Do Estadão – A convenção nacional do PSD neste domingo, 26, vai confirmar a candidatura presidencial de Ronaldo Caiado com Gilberto Kassab como vice. A chapa se apresenta como alternativa à polarização Lula-Bolsonaro. Sua composição puro-sangue, porém, também ratifica o esvaziamento da tentativa de alavancar uma nova via na disputa ao Planalto.
Embora o presidente do PSD seja um dos articuladores mais experientes do País, sua entrada não traz novas forças para a aliança nem rearranja o tabuleiro radicalizado.
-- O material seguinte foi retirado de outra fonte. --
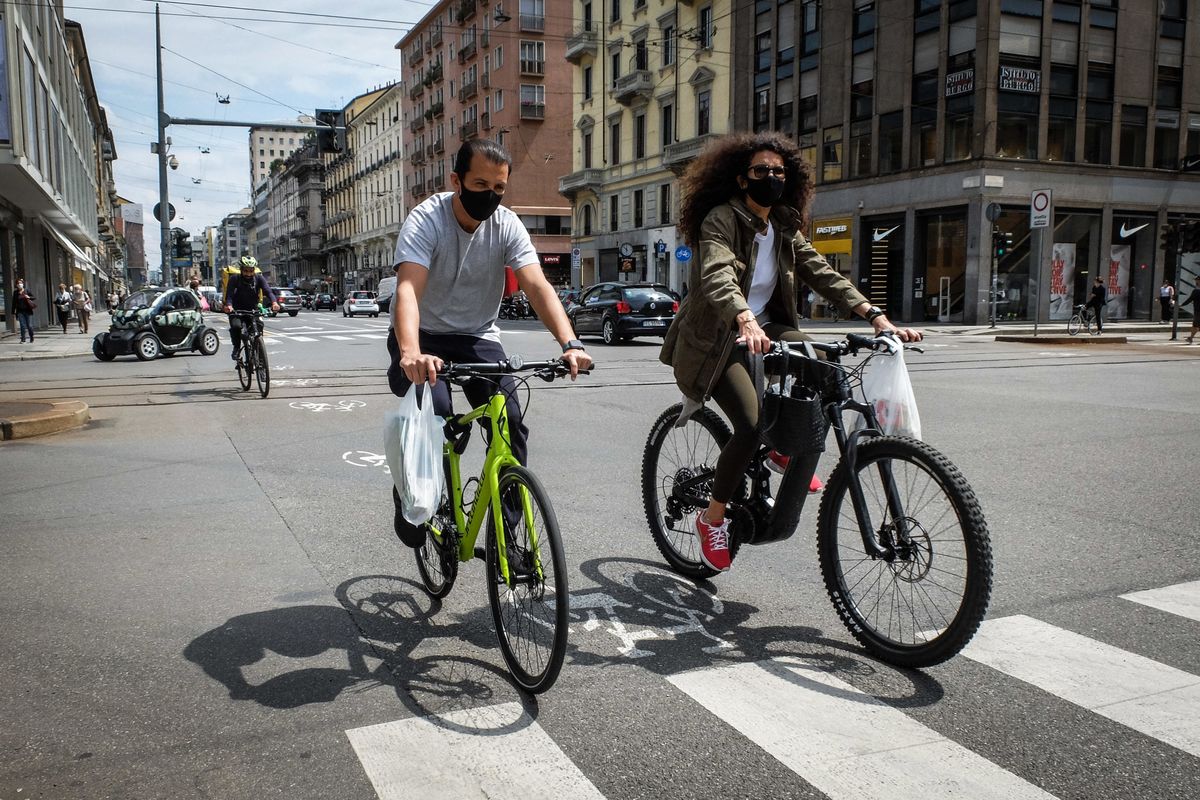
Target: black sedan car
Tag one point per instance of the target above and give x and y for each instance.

Ao contrário: mostra que, sem espaço para agregar, Caiado recorreu ao melhor nome disponível dentro de um campo estreito.
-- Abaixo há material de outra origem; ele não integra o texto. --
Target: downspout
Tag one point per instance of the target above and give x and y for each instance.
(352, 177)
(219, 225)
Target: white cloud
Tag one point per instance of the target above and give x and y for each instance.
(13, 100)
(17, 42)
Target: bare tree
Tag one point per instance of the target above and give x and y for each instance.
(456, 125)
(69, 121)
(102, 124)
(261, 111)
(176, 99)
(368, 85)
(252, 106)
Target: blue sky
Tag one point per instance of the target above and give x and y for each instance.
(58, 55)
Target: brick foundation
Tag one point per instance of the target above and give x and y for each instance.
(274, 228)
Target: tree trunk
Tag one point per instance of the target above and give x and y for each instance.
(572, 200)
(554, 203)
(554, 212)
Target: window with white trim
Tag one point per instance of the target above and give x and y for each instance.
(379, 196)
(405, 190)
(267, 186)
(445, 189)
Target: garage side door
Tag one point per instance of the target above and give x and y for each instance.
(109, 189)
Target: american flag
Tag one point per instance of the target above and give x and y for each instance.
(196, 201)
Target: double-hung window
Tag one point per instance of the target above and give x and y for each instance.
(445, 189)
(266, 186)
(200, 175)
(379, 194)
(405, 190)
Nos meses que antecederam a convenção, muito se especulou sobre uma possível união entre Caiado e o ex-governador de Minas Gerais Romeu Zema (Novo). Porém, nenhum dos dois se mostrou disposto a abrir mão do protagonismo em favor de uma candidatura única.
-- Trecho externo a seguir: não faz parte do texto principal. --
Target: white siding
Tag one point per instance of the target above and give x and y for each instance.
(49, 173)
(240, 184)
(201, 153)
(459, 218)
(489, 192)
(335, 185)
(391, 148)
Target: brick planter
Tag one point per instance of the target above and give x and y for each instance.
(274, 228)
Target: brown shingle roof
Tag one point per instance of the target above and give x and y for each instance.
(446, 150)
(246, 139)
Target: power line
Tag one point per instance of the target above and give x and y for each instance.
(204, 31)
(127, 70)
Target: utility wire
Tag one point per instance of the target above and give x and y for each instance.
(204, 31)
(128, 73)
Segundo fontes ouvidas pela Coluna do Estadão/Broadcast, a cúpula do PSD considerou “inexistente” a possibilidade de Caiado desistir da cabeça de chapa. Zema, por sua vez, também fechou a porta para qualquer composição em que não fosse o candidato à Presidência.
A expectativa do PSD era de que o pré-candidato ganhasse tração e, a partir disso, atraísse novos aliados. Outro argumento recorrente era o de que o alto desconhecimento do eleitorado em relação ao ex-governador de Goiás seria revertido à medida que ele se apresentasse nacionalmente, elevando seus índices nas pesquisas. Até agora, porém, esse movimento não se confirmou.
Diante desse cenário, o presidente do Conselho Político Nacional do PSD, Heráclito Fortes, foi o primeiro a anunciar, em 30 de maio, a composição de uma chapa pura como decisão estratégica.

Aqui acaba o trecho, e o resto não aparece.